5. The firing mechanism of claim 1 wherein one end of the lever ( 4 ) is affixed to the strike pin ( 2 ), the other end is affixed to a shaft ( 6 ) for rotation about the support ( 1 ), the pawl ( 9 ) being mounted for rotation relative to the lever ( 4 ) at a location between the two ends of the lever.

6. The firing mechanism of claim 4, wherein the torsion bar ( 18 ) is prestressed.

7. The firing mechanism of claim 1, wherein the lever ( 4 ) is in the form of a plate with apertures ( 7 ) for reducing its weight.

8. The firing mechanism of claim 1, wherein the pawl ( 9 ) is attached to the lever ( 4 ) by a spring.

9. The firing mechanism of claim 1, wherein the strike pin ( 2 ) includes a first groove ( 23 ) perpendicular to the strike-pin's axis and which receives an end of the lever ( 4 ), and a pin ( 26 ) enters said lever end to keep the lever in said groove.
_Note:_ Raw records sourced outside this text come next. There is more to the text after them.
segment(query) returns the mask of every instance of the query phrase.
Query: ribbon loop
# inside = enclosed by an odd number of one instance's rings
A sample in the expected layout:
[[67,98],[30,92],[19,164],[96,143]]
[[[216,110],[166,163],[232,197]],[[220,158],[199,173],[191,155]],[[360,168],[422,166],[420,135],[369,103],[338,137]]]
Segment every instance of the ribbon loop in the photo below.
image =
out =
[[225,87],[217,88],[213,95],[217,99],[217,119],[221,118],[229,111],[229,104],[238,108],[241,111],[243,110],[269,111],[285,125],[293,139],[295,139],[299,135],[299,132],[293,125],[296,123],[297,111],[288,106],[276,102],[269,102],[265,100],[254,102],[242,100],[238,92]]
10. The firing mechanism of claim 9, wherein the strike pin ( 2 ) comprises means for removing it comprising at least two recesses ( 3 ) on is rear surface for gripping, and a second groove ( 24 ) parallel to the strike-pin axis and communicating with the first groove ( 23 ), the lever ( 4 ) being movable through the second groove ( 24 ) after the pin ( 26 ) has been retracted and the strike pin has been rotated.